Il mondo ospedaliero, per don Angelelli, non era pronto a questa situazione e la prima risposta difensiva è stata quella di mandare tutti fuori dalle strutture. “Abbiamo considerato le relazioni come superflue e la prima reazione è stata solo farmacologica, lasciando i malati da soli, anche i medici stessi isolati”.

“Nella pastorale della salute - ha aggiunto - deve nascere un diverso modo di pensare. Bisogna affermare con forza che la dimensione relazionale è una componente fondamentale nel sistema di cura ed escludendola si aggrava la situazione, mettendo il malato in una solitudine senza il conforto dei familiari”.

TI SIAMO VICINE

“La pandemia ci ha fatto sentire la vicinanza della morte, la nostra fragilità e finitudine - ha affermato il dott. Mistraletti. Proprio ieri - ha continuato - ho parlato con le figlie di un padre 73enne, morente in terapia intensiva. Mi hanno chiesto di vederlo, manifestando il bisogno di dire qualcosa al padre, intubato, sedato, a pancia in giù, con scambi respiratori al limite e in peggioramento. Abbiamo fatto una video chiamata e, con l’infermiere, abbiamo presentato alle figlie la struttura medica, il monitor, il ventilatore, i farmaci assegnati. Le figlie hanno detto al padre - si commuove-: “Ti vogliamo bene, ti siamo vicine, non ti preoccupare se non ce la fai…”. È stato un momento molto toccante per Mistraletti che ha riconosciuto l’importanza della vicinanza dei familiari. “Si tratta di un lasso di tempo molto intenso - ha sottolineato - che siamo stati contenti di fare e, anche se emotivamente pesante, è in un certo modo liberante. La vicinanza ai pazienti critici è qualcosa di straziante, l’aspetto forse più difficile anche delle cure”.

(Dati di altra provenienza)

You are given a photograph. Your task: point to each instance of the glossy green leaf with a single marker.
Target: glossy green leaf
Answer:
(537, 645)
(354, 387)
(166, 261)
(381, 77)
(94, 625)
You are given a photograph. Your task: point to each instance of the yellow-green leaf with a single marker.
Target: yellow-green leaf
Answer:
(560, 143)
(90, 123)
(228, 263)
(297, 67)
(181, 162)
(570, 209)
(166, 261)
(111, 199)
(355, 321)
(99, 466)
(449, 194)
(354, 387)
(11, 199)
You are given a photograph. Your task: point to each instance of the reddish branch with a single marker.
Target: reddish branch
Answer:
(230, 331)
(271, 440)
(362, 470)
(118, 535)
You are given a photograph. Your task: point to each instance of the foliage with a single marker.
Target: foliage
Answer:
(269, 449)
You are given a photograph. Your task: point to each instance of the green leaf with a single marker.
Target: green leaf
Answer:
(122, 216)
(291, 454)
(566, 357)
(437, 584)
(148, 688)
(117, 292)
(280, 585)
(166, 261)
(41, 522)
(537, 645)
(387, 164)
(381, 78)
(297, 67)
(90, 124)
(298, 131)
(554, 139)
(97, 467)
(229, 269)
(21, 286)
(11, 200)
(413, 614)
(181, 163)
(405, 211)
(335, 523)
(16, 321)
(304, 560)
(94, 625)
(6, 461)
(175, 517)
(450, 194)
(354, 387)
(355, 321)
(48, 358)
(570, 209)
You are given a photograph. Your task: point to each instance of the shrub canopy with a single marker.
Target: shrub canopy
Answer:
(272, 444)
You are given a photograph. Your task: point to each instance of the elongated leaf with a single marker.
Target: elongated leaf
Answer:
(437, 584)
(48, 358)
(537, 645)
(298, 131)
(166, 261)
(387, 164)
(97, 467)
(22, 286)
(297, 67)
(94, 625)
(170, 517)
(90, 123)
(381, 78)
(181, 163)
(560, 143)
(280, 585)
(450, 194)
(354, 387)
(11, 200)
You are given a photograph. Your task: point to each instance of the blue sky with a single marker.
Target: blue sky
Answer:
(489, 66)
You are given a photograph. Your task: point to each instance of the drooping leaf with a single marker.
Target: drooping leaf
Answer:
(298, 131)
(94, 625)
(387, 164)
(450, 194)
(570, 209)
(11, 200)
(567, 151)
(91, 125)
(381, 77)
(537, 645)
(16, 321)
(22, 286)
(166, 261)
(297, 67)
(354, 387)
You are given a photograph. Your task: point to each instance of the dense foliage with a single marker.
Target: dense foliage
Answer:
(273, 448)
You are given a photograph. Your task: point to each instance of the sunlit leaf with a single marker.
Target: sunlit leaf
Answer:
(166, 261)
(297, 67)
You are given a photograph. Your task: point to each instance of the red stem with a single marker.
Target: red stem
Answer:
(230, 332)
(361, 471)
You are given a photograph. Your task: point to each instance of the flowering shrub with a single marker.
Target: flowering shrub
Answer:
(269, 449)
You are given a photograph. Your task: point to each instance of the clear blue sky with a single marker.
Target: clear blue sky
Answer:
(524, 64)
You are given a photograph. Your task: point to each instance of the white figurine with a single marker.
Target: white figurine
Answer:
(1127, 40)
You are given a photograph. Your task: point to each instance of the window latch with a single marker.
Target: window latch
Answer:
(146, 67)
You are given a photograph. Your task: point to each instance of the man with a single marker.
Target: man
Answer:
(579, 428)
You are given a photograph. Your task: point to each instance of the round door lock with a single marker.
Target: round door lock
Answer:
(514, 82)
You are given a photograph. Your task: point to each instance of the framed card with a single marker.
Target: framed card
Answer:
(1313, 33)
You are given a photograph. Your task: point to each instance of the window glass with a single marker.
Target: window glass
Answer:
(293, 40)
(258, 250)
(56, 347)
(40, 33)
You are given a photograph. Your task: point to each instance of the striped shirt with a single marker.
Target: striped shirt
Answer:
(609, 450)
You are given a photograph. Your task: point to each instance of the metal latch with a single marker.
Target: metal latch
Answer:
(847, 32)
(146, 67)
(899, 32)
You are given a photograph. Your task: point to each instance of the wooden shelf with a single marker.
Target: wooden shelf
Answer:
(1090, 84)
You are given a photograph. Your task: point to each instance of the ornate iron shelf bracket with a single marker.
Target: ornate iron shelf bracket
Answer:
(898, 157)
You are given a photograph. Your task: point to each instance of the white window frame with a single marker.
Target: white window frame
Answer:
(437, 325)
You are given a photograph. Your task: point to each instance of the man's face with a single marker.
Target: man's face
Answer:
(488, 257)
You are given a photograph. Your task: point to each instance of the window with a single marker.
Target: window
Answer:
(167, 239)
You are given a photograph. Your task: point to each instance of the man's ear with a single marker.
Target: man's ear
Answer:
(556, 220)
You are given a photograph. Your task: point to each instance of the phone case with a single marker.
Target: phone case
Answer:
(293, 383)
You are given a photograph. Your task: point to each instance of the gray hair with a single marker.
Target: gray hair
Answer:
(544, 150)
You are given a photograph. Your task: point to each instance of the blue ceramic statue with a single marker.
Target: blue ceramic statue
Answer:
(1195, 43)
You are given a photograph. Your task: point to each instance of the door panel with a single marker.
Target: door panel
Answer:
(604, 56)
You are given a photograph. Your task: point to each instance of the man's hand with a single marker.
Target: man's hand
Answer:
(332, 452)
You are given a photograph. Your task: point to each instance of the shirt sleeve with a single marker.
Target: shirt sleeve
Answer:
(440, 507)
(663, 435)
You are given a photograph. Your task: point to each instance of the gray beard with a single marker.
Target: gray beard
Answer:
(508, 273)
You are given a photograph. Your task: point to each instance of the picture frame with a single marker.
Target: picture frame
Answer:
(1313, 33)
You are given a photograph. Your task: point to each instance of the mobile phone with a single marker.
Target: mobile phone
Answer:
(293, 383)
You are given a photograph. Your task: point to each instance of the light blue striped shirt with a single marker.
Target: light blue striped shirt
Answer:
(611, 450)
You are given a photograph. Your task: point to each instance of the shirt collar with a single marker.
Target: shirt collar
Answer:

FARE DA FAMILIARI AI DEGENTI

“In questo anno e mezzo, ho riscoperto, la mia missione di infermiera, in chiave di umanizzazione - ha affermato Francesca Loccardi. Ho visto come il rapporto diretto può fare da ponte da chi è dentro e chi è fuori. Nel nostro lavoro sanitario abbiamo fatto un po’ da familiari con gesti concreti come quello di aiutare a disfare la valigia, caricare il telefono, soprattutto agli anziani, azioni che avevo dimenticato. Mi sono resa conto dell’importanza di trattare le persone non come cartelle cliniche. Vorrei che in futuro, dopo la pandemia, non vada perso tutto ciò”.

UNA LEZIONE PREZIOSA

“Ho iniziato a fare il medico da 10 mesi ed è stata un’esperienza di forte impatto emotivo”. Sono le parole del dott. Florenzo Moccia. “Ho svolto il servizio di andare nelle case degli ammalti Covid. Eravamo in due dottori e questo mi ha aiutato a condividere ansie, paure e fatiche. I pazienti chiedevano subito cosa sarebbe successo, come la malattia potesse procedere e noi non sapevamo dare disposta. Quando la medicina non può arrivare a soluzioni immediate è importante - per Moccia - la vicinanza. “A volte capitava che ci sedessimo a casa delle persone, sulle loro sedie, vicino a loro, sapevamo di togliere tempo ad altri pazienti che ci stavano aspettando, però se non avessimo fatto ciò mancava un elemento di cura fondamentale. È questa la lezione che, tutti noi operatori sanitari, ci dobbiamo portare dentro, è troppo preziosa per essere dimenticata”.